By Jess Nicholas, TideFans.com Editor-In-Chief
Oct. 23, 2011
There’s not a kind way to say this: Tennessee is a bad football team.
Despite having more talent than most people will probably credit the program for having, Alabama essentially spotted the Volunteers an entire half of football and then crushed them under a crimson thumb, winning 37-6.
For a game that was knotted 6-6 at the half, this one didn’t really feel close. The mood in the stadium at halftime was one of comfort. Fans knew that head coach Nick Saban was about to unleash a diatribe of cosmic proportions and solar intensity upon his team following a muddled effort from everyone not named Dont’a Hightower. Even Tennessee seemed to know its fate, and Alabama wasted no time in righting the ship in the third quarter.
By the time the rest of the Crimson Tide had caught up to Hightower’s level of play, Tennessee had no chance. It’s tough to pin down exactly where Tennessee failed, because the choices are too many.
Vol running back Tauren Poole, for the second straight year, ran with a purpose and refused to quit. He didn’t have much company, however. Quarterback Matt Simms just isn’t a SEC quarterback, the defense isn’t an SEC defense and, as head coach Derek Dooley so aptly put it in his post-game press conference, this is a fragile Tennessee team. It can’t handle adversity, it can’t handle injuries and it certainly couldn’t handle an Alabama team determined to be undefeated when LSU comes calling in two weeks.
What Tennessee has handled this year, however, is losing. The Volunteers seem to handle it each week like a bunch of old pros.
Even though Phil Fulmer has been gone since 2008 and Lane Kiffin is no longer in Knoxville, either, the Vol program is one that looks to be out of fresh ideas. Even the Volunteer band trotted out the old “circle drill” at the half, a routine so familiar to Alabama that many UA fans know the sequence of songs by heart. From the football team, the performance wasn’t much different. This is a Tennessee team stuck in a different era – one devoid of team speed, offensive ingenuity or defensive intensity.
Dooley is probably going to get another year or two to turn things around, largely because Tennessee has no choice. This is a school that has employed three head coaches over a four-year span of time, has just weathered an NCAA investigation, has no depth, but does have a collective psyche with bonds so tenuous that the Tennessee team didn’t need to take a bus back to Knoxville Saturday night; it needed to be shipped in a UPS truck with “Handle With Care” stamped on the side of the box.
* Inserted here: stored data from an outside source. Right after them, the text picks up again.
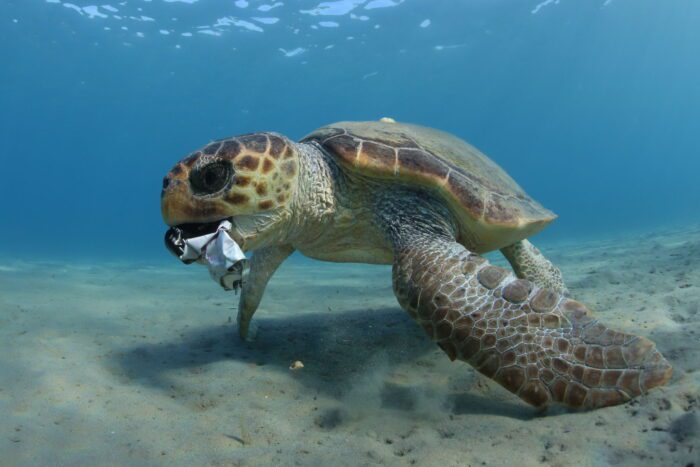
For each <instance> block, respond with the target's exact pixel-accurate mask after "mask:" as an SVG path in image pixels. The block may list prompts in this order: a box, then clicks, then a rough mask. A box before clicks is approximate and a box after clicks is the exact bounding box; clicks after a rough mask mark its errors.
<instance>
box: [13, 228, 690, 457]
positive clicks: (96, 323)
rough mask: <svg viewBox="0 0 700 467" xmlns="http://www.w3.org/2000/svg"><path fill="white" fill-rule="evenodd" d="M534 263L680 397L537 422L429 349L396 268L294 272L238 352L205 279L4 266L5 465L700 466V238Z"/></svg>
mask: <svg viewBox="0 0 700 467" xmlns="http://www.w3.org/2000/svg"><path fill="white" fill-rule="evenodd" d="M540 246H541V247H542V249H543V250H544V251H545V253H546V254H547V255H548V256H550V257H551V258H552V259H553V260H554V261H555V262H556V263H557V264H559V265H560V266H561V267H562V269H563V271H564V274H565V277H566V279H567V281H568V284H569V286H570V288H571V290H572V292H573V295H574V296H575V297H576V298H578V299H580V300H581V301H583V302H585V303H587V304H588V305H590V306H591V307H592V308H593V309H594V310H596V312H597V315H598V316H599V317H601V318H602V319H603V320H604V321H605V322H606V323H608V324H610V325H612V326H613V327H615V328H618V329H620V330H626V331H630V332H634V333H638V334H641V335H645V336H648V337H651V338H652V339H653V340H655V341H656V342H657V345H658V347H659V348H660V349H661V351H662V352H663V353H664V354H665V355H666V357H667V358H668V359H669V360H670V361H671V363H672V364H673V365H674V367H675V375H674V377H673V380H672V381H671V383H670V384H669V385H668V386H667V387H664V388H661V389H659V390H654V391H652V392H651V393H650V394H649V395H648V396H646V397H642V398H639V399H636V400H633V401H631V402H629V403H627V404H625V405H623V406H618V407H613V408H607V409H602V410H598V411H593V412H578V413H577V412H568V411H566V410H563V409H550V410H549V411H548V412H546V413H537V412H536V411H535V410H534V409H532V408H530V407H528V406H526V405H524V404H523V403H521V402H520V401H519V400H518V399H517V398H516V397H515V396H513V395H511V394H510V393H508V392H507V391H505V390H503V389H501V388H500V387H499V386H498V385H496V384H495V383H492V382H491V381H489V380H488V379H486V378H484V377H482V376H480V375H478V374H477V373H476V372H475V371H473V370H472V369H470V367H469V366H468V365H466V364H464V363H460V362H455V363H451V362H450V361H449V360H448V359H447V357H446V356H445V355H444V354H443V353H442V351H440V350H439V349H438V348H437V346H435V344H433V343H431V342H429V341H428V339H427V338H426V337H425V336H424V335H423V331H422V330H421V329H419V328H418V327H417V326H416V325H415V324H414V323H413V322H412V321H411V320H410V319H409V318H408V316H407V315H406V314H405V313H404V312H403V311H402V310H401V309H400V308H399V307H398V306H397V304H396V301H395V299H394V297H393V294H392V292H391V284H390V269H389V268H388V267H369V266H362V265H337V264H329V263H315V262H314V263H308V262H306V261H301V260H299V259H296V258H295V259H293V260H292V261H291V262H289V263H287V264H285V265H284V266H283V267H282V269H281V270H280V271H279V273H278V274H277V275H276V276H275V277H274V278H273V280H272V282H271V284H270V286H269V288H268V292H267V295H266V297H265V299H264V301H263V303H262V306H261V309H260V310H259V311H258V314H257V315H256V317H257V321H258V323H259V324H260V331H259V336H258V339H257V340H256V341H255V342H254V343H242V342H241V341H239V340H238V338H237V337H236V330H235V324H233V323H235V314H236V311H235V306H234V303H235V302H236V301H237V297H234V296H233V295H232V294H231V293H225V292H223V291H220V290H219V289H217V287H216V285H215V284H214V283H213V282H211V281H210V280H209V278H208V277H207V273H206V271H205V270H204V269H202V268H197V267H195V266H190V267H185V266H182V265H180V264H178V263H177V262H176V261H174V260H173V261H167V262H163V263H162V264H158V265H155V266H154V265H147V264H142V263H136V262H134V263H130V262H124V263H119V264H103V263H100V264H86V263H81V264H60V263H41V262H26V261H19V260H11V259H10V260H5V261H4V262H2V263H1V264H0V339H1V340H0V355H1V357H0V413H2V414H3V416H2V417H0V432H1V433H2V437H1V438H0V452H2V460H0V464H2V465H27V466H30V465H31V466H34V465H76V464H81V465H125V464H132V465H187V466H191V465H295V464H296V465H411V464H414V465H440V466H451V465H475V466H476V465H505V464H512V463H517V464H518V465H521V466H527V465H562V466H564V465H574V464H575V465H596V466H597V465H634V466H637V465H682V466H685V465H690V464H692V463H693V462H695V465H696V466H697V465H698V459H700V415H699V414H698V412H699V411H700V409H699V406H700V371H698V370H699V369H700V230H699V229H697V228H695V229H686V230H682V231H681V230H677V231H672V232H663V233H652V234H646V235H636V236H627V237H621V238H618V239H612V238H611V239H607V240H597V241H589V242H587V243H577V244H563V243H562V244H556V245H540ZM232 321H233V323H232ZM296 360H300V361H302V362H303V364H304V368H303V369H300V370H296V371H292V370H290V369H289V365H290V364H291V362H293V361H296Z"/></svg>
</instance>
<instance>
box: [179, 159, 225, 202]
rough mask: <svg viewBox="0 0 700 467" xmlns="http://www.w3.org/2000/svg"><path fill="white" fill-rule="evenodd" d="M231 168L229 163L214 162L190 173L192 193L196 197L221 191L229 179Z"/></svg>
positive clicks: (212, 162) (190, 181)
mask: <svg viewBox="0 0 700 467" xmlns="http://www.w3.org/2000/svg"><path fill="white" fill-rule="evenodd" d="M232 175H233V167H231V164H230V163H229V162H225V161H215V162H212V163H210V164H207V165H205V166H204V167H201V168H199V169H196V170H193V171H192V173H190V185H191V186H192V191H193V192H194V193H195V194H198V195H210V194H212V193H216V192H217V191H221V190H222V189H223V188H224V187H225V186H226V185H227V184H228V182H229V180H230V179H231V176H232Z"/></svg>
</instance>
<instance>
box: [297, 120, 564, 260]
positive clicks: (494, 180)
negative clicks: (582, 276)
mask: <svg viewBox="0 0 700 467" xmlns="http://www.w3.org/2000/svg"><path fill="white" fill-rule="evenodd" d="M383 120H385V119H383ZM302 142H316V143H317V144H319V145H320V146H321V147H322V148H323V149H324V150H325V151H326V152H327V153H329V154H330V155H331V156H332V157H334V158H335V159H336V160H337V162H338V163H339V164H340V165H341V166H342V167H344V168H345V169H346V170H350V171H352V172H355V173H356V174H360V175H365V176H367V177H372V178H376V179H381V180H386V181H387V182H396V183H403V184H408V185H415V186H418V187H421V188H424V189H428V190H432V191H433V192H434V193H436V194H437V195H439V196H440V197H441V198H443V199H444V200H445V201H446V202H447V204H448V205H449V207H450V208H451V210H452V212H453V213H454V214H455V217H456V219H457V220H458V222H459V224H460V233H459V237H460V238H459V239H458V240H459V241H460V242H461V243H463V244H464V245H465V246H466V247H467V248H469V249H471V250H472V251H476V252H484V251H490V250H494V249H498V248H502V247H504V246H508V245H511V244H513V243H515V242H517V241H518V240H522V239H523V238H527V237H529V236H530V235H533V234H535V233H537V232H538V231H540V230H541V229H543V228H544V227H545V226H546V225H547V224H549V223H550V222H551V221H552V220H554V219H555V218H556V215H555V214H553V213H552V212H551V211H549V210H547V209H545V208H544V207H542V206H541V205H540V204H539V203H538V202H537V201H535V200H533V199H532V198H530V197H529V196H528V195H527V193H525V191H524V190H523V189H522V188H520V186H519V185H518V184H517V183H516V182H515V181H514V180H513V179H512V178H511V177H510V176H509V175H508V174H507V173H506V172H505V171H504V170H503V169H501V168H500V167H499V166H498V165H496V163H494V162H493V161H492V160H491V159H489V158H488V157H486V156H485V155H484V154H483V153H481V152H480V151H479V150H478V149H476V148H475V147H473V146H471V145H470V144H468V143H467V142H465V141H463V140H461V139H460V138H457V137H456V136H454V135H451V134H449V133H445V132H442V131H438V130H434V129H431V128H425V127H422V126H418V125H410V124H405V123H395V122H390V121H376V122H375V121H373V122H339V123H335V124H332V125H328V126H325V127H322V128H319V129H318V130H316V131H314V132H313V133H311V134H310V135H308V136H306V137H305V138H304V139H303V140H302Z"/></svg>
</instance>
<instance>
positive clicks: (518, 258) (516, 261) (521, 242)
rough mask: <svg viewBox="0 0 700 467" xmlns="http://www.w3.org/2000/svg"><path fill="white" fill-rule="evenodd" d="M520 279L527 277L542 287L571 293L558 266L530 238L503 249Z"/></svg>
mask: <svg viewBox="0 0 700 467" xmlns="http://www.w3.org/2000/svg"><path fill="white" fill-rule="evenodd" d="M501 253H503V256H505V257H506V259H507V260H508V262H509V263H510V265H511V266H512V267H513V270H514V271H515V274H516V275H517V276H518V277H519V278H520V279H527V280H529V281H530V282H534V283H535V284H537V285H539V286H540V287H545V288H548V289H551V290H553V291H555V292H557V293H559V294H562V295H569V289H567V288H566V285H564V279H563V277H562V275H561V271H560V270H559V268H558V267H556V266H555V265H554V264H552V262H551V261H549V260H548V259H547V258H545V256H544V255H543V254H542V253H541V252H540V250H538V249H537V248H536V247H535V245H533V244H532V243H530V242H529V241H528V240H520V241H519V242H517V243H515V244H513V245H510V246H507V247H505V248H502V249H501Z"/></svg>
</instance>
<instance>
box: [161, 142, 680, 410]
mask: <svg viewBox="0 0 700 467" xmlns="http://www.w3.org/2000/svg"><path fill="white" fill-rule="evenodd" d="M217 161H218V162H217ZM221 161H224V162H225V163H226V164H228V163H230V164H231V167H233V168H234V169H235V176H232V178H230V179H229V178H225V179H219V178H217V177H219V176H220V175H221V174H224V173H228V172H226V171H225V170H223V169H222V170H219V169H220V168H221V167H223V166H222V165H221ZM216 164H219V165H218V166H217V165H216ZM209 167H219V169H216V170H214V171H213V172H211V173H207V170H208V168H209ZM226 167H228V166H226ZM193 174H194V175H193ZM193 176H194V178H193ZM227 177H228V176H227ZM193 180H194V181H195V182H193ZM220 182H221V183H220ZM193 183H194V184H198V185H199V186H196V187H194V188H195V190H194V191H196V190H199V192H200V193H196V192H194V191H193ZM209 184H211V186H212V189H211V192H204V193H202V190H206V189H207V187H208V186H210V185H209ZM387 187H390V188H389V189H387ZM161 203H162V204H161V207H162V212H163V218H164V220H165V221H166V223H168V224H169V225H171V226H174V225H180V224H183V223H202V222H212V221H217V220H219V219H222V218H231V220H232V222H233V225H234V227H233V229H232V231H231V232H229V233H230V234H231V235H232V236H233V238H234V239H235V240H236V241H237V242H238V243H239V245H241V247H242V248H243V250H244V251H253V252H254V255H253V260H252V269H251V272H250V275H249V277H248V281H247V283H246V284H244V286H243V292H242V295H241V308H240V313H239V325H240V329H239V331H240V333H241V336H242V337H243V338H249V337H251V336H252V332H251V331H252V327H251V318H252V316H253V313H254V312H255V310H256V308H257V307H258V305H259V303H260V300H261V298H262V294H263V291H264V289H265V286H266V284H267V282H268V280H269V279H270V277H271V275H272V274H273V273H274V271H275V270H276V268H277V267H278V266H279V265H280V264H281V262H282V261H284V259H285V258H286V257H287V256H288V255H289V254H291V252H292V251H294V250H297V251H299V252H301V253H303V254H304V255H306V256H309V257H312V258H316V259H321V260H326V261H341V262H347V261H351V262H364V263H374V264H388V263H393V280H394V291H395V294H396V297H397V299H398V301H399V303H400V305H401V306H402V307H403V308H404V309H406V310H407V311H408V313H409V315H410V316H411V317H413V318H414V319H415V320H416V321H417V322H418V323H419V324H421V325H422V326H423V328H424V329H425V330H426V332H427V333H428V335H429V336H430V337H431V338H432V339H433V340H435V341H437V343H438V345H439V346H440V347H441V348H442V349H443V350H444V351H445V352H446V353H447V355H448V356H449V357H450V358H451V359H453V360H454V359H460V360H463V361H466V362H468V363H470V364H471V365H473V366H474V367H475V368H476V369H477V370H479V371H480V372H481V373H483V374H484V375H486V376H488V377H491V378H493V379H494V380H495V381H497V382H499V383H500V384H501V385H503V386H504V387H505V388H507V389H508V390H510V391H512V392H514V393H515V394H517V395H518V396H520V397H521V398H522V399H523V400H525V401H527V402H529V403H531V404H533V405H536V406H545V405H547V404H549V403H552V402H556V403H562V404H565V405H569V406H573V407H586V408H595V407H602V406H607V405H614V404H619V403H622V402H624V401H626V400H628V399H629V398H631V397H634V396H637V395H639V394H642V393H644V392H645V391H646V390H648V389H650V388H652V387H655V386H658V385H661V384H664V383H665V382H666V381H668V379H669V378H670V376H671V371H672V370H671V367H670V365H669V364H668V362H666V360H665V359H664V358H663V357H662V356H661V354H660V353H659V352H658V351H657V350H656V349H655V346H654V344H653V343H652V342H651V341H649V340H647V339H645V338H643V337H637V336H632V335H629V334H624V333H621V332H617V331H613V330H610V329H608V328H607V327H606V326H604V325H602V324H599V323H598V322H597V321H596V320H595V319H594V318H593V317H592V316H591V313H590V312H589V310H588V309H587V308H586V307H585V306H584V305H582V304H581V303H579V302H576V301H574V300H569V299H568V298H566V297H564V296H562V295H561V292H564V291H565V290H566V289H565V287H564V285H563V282H562V281H561V275H560V273H559V271H558V269H556V268H555V267H554V266H553V265H552V264H551V263H550V262H549V261H548V260H547V259H546V258H544V257H543V256H542V255H541V254H540V253H539V252H538V251H537V250H536V249H535V248H534V247H532V245H530V244H529V242H519V243H516V244H515V245H513V246H511V247H507V248H504V249H503V253H504V254H505V255H506V257H507V258H508V259H509V261H510V262H511V264H512V265H513V268H514V269H515V271H516V273H517V274H518V275H519V276H520V277H522V278H521V279H518V278H517V277H516V276H515V275H514V274H513V273H511V272H509V271H507V270H505V269H501V268H496V267H493V266H490V265H489V264H488V263H487V262H486V260H485V259H483V258H481V257H480V256H478V255H476V254H473V253H471V252H470V251H468V250H467V249H466V248H465V247H464V246H463V245H461V244H460V243H458V242H457V241H456V238H458V236H457V227H456V225H457V224H456V222H455V219H454V217H453V216H452V213H451V212H450V210H449V209H448V208H446V207H445V205H444V204H443V202H442V201H441V200H440V199H438V198H436V197H432V196H431V195H429V194H428V192H427V191H417V190H413V189H411V188H410V187H407V186H406V185H402V184H391V183H389V182H386V181H378V180H373V179H369V178H363V177H362V175H360V174H358V173H350V171H346V170H344V169H342V168H341V167H340V166H339V165H338V164H337V163H336V162H335V160H334V157H333V156H331V155H329V154H326V153H325V152H324V151H323V150H322V149H321V148H320V147H319V146H317V145H314V144H313V143H312V144H297V143H292V142H291V141H289V140H287V139H285V138H283V137H281V136H280V135H276V134H271V133H269V134H255V135H246V136H243V137H239V138H234V139H231V140H226V141H219V142H214V143H211V144H210V145H208V146H207V147H205V148H203V150H201V151H198V152H196V153H194V154H193V155H192V156H190V157H188V158H186V159H184V160H183V161H181V162H180V163H178V164H177V165H176V166H175V167H174V168H173V170H171V172H170V173H169V174H168V176H167V177H166V178H165V180H164V182H163V193H162V202H161ZM462 233H464V232H462ZM533 282H534V283H533ZM547 287H551V289H548V288H547Z"/></svg>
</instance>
For Alabama to look as bad as it did in the first half – easily the worst stretch of football since the opening drive of the Penn State game – and still cover the point spread is just further evidence of how far Alabama’s trajectory is separated from Tennessee’s at the moment. Alabama wandered in the woods for exactly one year under Nick Saban before launching itself into a high orbit. The Volunteers are crashing to earth just as fast as Alabama left the ground.
Dooley seemed determined to make Alabama throw the ball to beat his team. What he didn’t account for was the fact Alabama could actually do it. Trent Richardson was bottled up for most of the game, but Alabama QB A.J. McCarron filled the playmaking void in his absence. The Vols gave LSU no blueprint for beating the Tide; if anything, Les Miles and crew only got more things to think about.
It’s unclear if anything Alabama learned against Tennessee can be applied toward its game with LSU in two weeks. LSU and Alabama are clearly operating on a level far above any other team in the conference at the moment, perhaps any other team in the entire country. Tennessee finds itself hoping – hoping – to beat Kentucky and MTSU and get bowl-eligible. Long-time Tennessee fans must be apoplectic right about now.
It’s fitting, therefore, as the SEC prepares to expand to 14 teams, that discussion has turned to whether the Alabama-Tennessee rivalry is threatened as an annual occurrence. Maybe the rivalry is threatened for reasons having nothing to do with expansion. Maybe it’s threatened to become a one-sided affair for many seasons to come, thanks on one side to the machine-like tenacity and precision of Nick Saban and his vision, and on the other side to a Tennessee program that is struggling to find its voice in a changing chorus of college football powers.
One thing is for sure: A few more games like this one, and Dooley won’t be around to try to fix it. Tennessee’s football team finds itself in the same place as its band – marching in circles.